A partir del día 20 de marzo pasado se decretó el Aislamiento Social, Preventivo y Obligatorio en todo el territorio de Argentina. Sin embargo, para mantener mínimas prestaciones hacia toda la comunidad, se estableció que algunas actividades se deben continuar realizando.

Dentro del sector industrial, éstas corresponden a lo relativo a la alimentación, higiene personal, laboratorios médicos y todas sus cadenas productivas. Asimismo, se mantiene la actividad petrolera y de refinación, entre otras.
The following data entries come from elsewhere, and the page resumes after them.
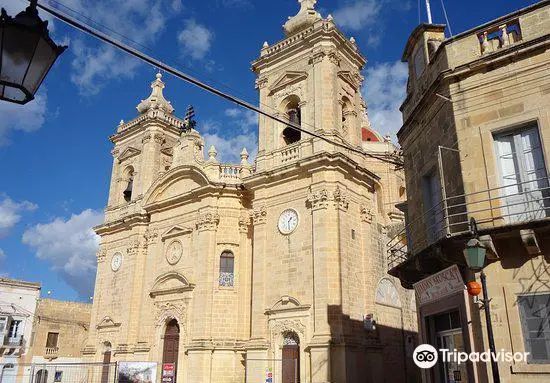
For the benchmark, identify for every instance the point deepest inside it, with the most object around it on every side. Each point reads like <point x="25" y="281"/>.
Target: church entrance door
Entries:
<point x="291" y="364"/>
<point x="171" y="345"/>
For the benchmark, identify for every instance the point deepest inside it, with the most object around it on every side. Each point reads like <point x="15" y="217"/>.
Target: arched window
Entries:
<point x="290" y="338"/>
<point x="346" y="114"/>
<point x="293" y="112"/>
<point x="227" y="269"/>
<point x="386" y="293"/>
<point x="129" y="182"/>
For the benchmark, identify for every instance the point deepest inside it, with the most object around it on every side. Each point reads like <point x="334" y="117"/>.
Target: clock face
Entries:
<point x="288" y="221"/>
<point x="116" y="261"/>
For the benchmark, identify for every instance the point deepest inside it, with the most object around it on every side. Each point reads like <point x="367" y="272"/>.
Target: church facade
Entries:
<point x="235" y="272"/>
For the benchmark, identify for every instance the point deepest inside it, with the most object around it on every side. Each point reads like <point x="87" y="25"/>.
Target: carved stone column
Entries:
<point x="257" y="347"/>
<point x="150" y="160"/>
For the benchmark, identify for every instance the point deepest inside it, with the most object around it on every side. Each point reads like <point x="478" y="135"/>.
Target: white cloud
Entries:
<point x="10" y="213"/>
<point x="142" y="21"/>
<point x="245" y="119"/>
<point x="70" y="246"/>
<point x="229" y="148"/>
<point x="13" y="7"/>
<point x="26" y="118"/>
<point x="384" y="91"/>
<point x="229" y="142"/>
<point x="195" y="40"/>
<point x="358" y="15"/>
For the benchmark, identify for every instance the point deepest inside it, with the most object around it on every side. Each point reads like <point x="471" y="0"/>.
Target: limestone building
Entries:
<point x="232" y="272"/>
<point x="476" y="138"/>
<point x="18" y="300"/>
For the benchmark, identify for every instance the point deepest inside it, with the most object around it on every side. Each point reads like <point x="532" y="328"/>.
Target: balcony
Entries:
<point x="512" y="208"/>
<point x="51" y="352"/>
<point x="499" y="37"/>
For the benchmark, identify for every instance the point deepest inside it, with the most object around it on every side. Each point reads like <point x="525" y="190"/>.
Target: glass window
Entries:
<point x="419" y="62"/>
<point x="14" y="328"/>
<point x="535" y="322"/>
<point x="227" y="266"/>
<point x="51" y="341"/>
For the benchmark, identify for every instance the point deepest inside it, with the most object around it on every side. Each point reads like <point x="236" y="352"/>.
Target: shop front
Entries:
<point x="444" y="322"/>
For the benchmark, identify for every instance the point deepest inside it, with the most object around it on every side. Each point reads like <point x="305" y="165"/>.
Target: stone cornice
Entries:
<point x="259" y="215"/>
<point x="321" y="31"/>
<point x="325" y="198"/>
<point x="207" y="219"/>
<point x="447" y="76"/>
<point x="312" y="164"/>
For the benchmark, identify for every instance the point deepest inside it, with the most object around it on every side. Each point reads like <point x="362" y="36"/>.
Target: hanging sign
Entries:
<point x="439" y="285"/>
<point x="168" y="372"/>
<point x="268" y="375"/>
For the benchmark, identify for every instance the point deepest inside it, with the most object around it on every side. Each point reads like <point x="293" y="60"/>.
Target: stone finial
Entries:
<point x="212" y="153"/>
<point x="306" y="16"/>
<point x="244" y="157"/>
<point x="156" y="99"/>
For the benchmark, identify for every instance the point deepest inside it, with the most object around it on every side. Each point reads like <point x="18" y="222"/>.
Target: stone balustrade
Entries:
<point x="152" y="114"/>
<point x="117" y="212"/>
<point x="290" y="153"/>
<point x="499" y="36"/>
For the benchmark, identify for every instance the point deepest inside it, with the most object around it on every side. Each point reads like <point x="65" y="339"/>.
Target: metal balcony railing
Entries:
<point x="51" y="352"/>
<point x="226" y="279"/>
<point x="512" y="204"/>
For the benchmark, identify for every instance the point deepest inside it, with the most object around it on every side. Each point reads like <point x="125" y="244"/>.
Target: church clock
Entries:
<point x="288" y="221"/>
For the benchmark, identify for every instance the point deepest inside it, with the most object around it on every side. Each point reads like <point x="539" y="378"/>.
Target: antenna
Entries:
<point x="429" y="10"/>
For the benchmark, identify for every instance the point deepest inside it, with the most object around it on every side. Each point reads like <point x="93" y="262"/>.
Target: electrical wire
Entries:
<point x="183" y="76"/>
<point x="446" y="18"/>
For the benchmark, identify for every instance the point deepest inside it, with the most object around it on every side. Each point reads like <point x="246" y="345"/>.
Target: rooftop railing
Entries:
<point x="513" y="204"/>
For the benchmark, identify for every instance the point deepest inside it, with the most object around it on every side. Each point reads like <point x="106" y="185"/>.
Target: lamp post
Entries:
<point x="475" y="259"/>
<point x="27" y="54"/>
<point x="7" y="365"/>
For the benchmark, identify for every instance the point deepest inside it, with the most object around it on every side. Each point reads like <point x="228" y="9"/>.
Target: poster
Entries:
<point x="168" y="370"/>
<point x="137" y="372"/>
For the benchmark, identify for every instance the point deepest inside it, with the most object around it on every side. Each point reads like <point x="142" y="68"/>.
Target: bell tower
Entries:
<point x="143" y="147"/>
<point x="312" y="78"/>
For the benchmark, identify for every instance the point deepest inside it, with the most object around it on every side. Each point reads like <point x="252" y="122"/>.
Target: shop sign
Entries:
<point x="168" y="372"/>
<point x="439" y="285"/>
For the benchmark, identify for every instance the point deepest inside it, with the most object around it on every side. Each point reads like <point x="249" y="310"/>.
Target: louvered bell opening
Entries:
<point x="290" y="134"/>
<point x="128" y="191"/>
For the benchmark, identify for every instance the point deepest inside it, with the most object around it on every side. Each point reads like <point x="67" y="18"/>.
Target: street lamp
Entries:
<point x="475" y="258"/>
<point x="26" y="54"/>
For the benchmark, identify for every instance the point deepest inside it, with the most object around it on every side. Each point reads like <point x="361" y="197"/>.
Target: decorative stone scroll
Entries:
<point x="324" y="198"/>
<point x="208" y="220"/>
<point x="244" y="222"/>
<point x="259" y="215"/>
<point x="367" y="214"/>
<point x="101" y="255"/>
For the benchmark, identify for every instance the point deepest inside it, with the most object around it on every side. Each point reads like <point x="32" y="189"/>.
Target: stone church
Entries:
<point x="269" y="267"/>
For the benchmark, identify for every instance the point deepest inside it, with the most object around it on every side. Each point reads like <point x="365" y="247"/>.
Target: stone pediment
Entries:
<point x="353" y="81"/>
<point x="287" y="79"/>
<point x="176" y="185"/>
<point x="170" y="283"/>
<point x="286" y="303"/>
<point x="128" y="153"/>
<point x="175" y="231"/>
<point x="107" y="322"/>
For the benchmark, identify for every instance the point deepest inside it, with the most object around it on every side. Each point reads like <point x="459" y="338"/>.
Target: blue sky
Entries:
<point x="55" y="159"/>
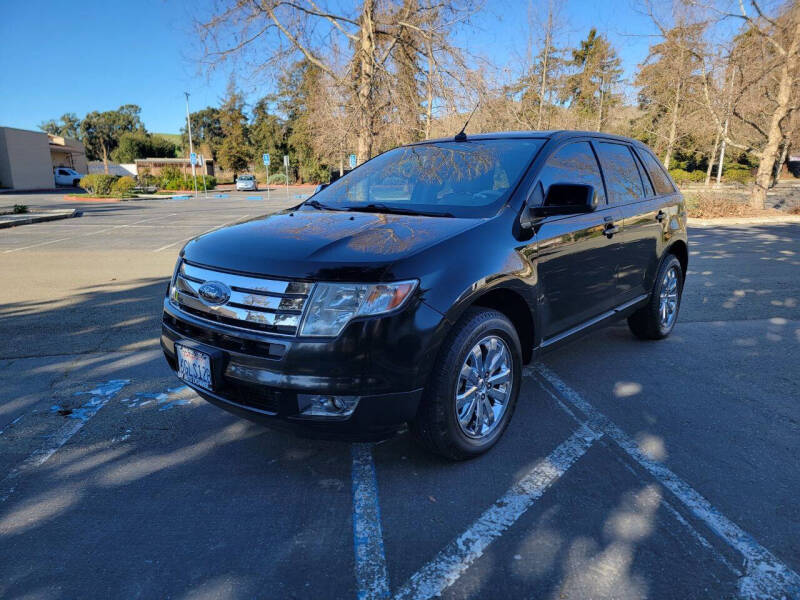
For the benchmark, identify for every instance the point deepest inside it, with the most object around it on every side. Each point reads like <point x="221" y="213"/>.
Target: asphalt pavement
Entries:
<point x="630" y="470"/>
De acuerdo a datos preliminares, y de un conjunto relativamente pequeño de industrias argentinas, se puede observar que la demanda industrial de electricidad disminuyó alrededor de un 33% el viernes 20 con respecto al viernes 13 de marzo. Ese porcentaje de disminución se mantuvo el sábado y domingo siguientes con respecto a los mismos días de la semana anterior.

Esta fuerte caída de la actividad industrial mostró diferencias importantes en las distintas provincias del país. Dentro de las jurisdicciones de mayor consumo, en la Provincia de Buenos Aires (sin GBA), la caída fue de un 40% el viernes 20, mientras que en la vecina Provincia de Santa Fe este valor llegó al 49%.

En GBA la baja fue algo menor, en el orden del 25%. Un caso llamativo es el Córdoba, donde la disminución el viernes 20 fue muy moderada (2)2% pero el día sábado y domingo fue del orden del 65% mostrando una afectación muy grande para la industria en su conjunto. Otra provincia con importante demanda industrial como Mendoza mostró bajas muy poco significativas, siendo menores al 10% de la demanda correspondiente a días normales.

No todas las actividades industriales fueron afectadas de la misma forma. Así, se puede observar mermas según si estaban alcanzadas o no, por el decreto como actividades esenciales o si sus procesos productivos permitían un apagado abrupto de los equipos.

Las ramas industriales que resultaron más afectadas fueron las metálicas, cementeras y textiles con bajas de su consumo eléctrico del orden del 80%. En un escalón más abajo, aparece la industria papelera que redujo se demanda en el orden del 60%. La industria química y la muy golpeada automotriz consumieron un 75% del correspondiente a los días anteriores (baja del 25%).

En el otro extremo, los establecimientos dedicados a la elaboración de productos alimenticios y las refinerías, mantuvieron valores similares al de las jornadas precedentes.

En los próximos días, deberíamos contar con información más precisa del impacto que tuvo la declaración del Aislamiento en la actividad industrial, no obstante, la demanda eléctrica suele ser un buen proxy y se suele considerar como un indicador adelantado a los finalmente relevados por el Instituto Nacional de Estadísticas y Censos (INDEC).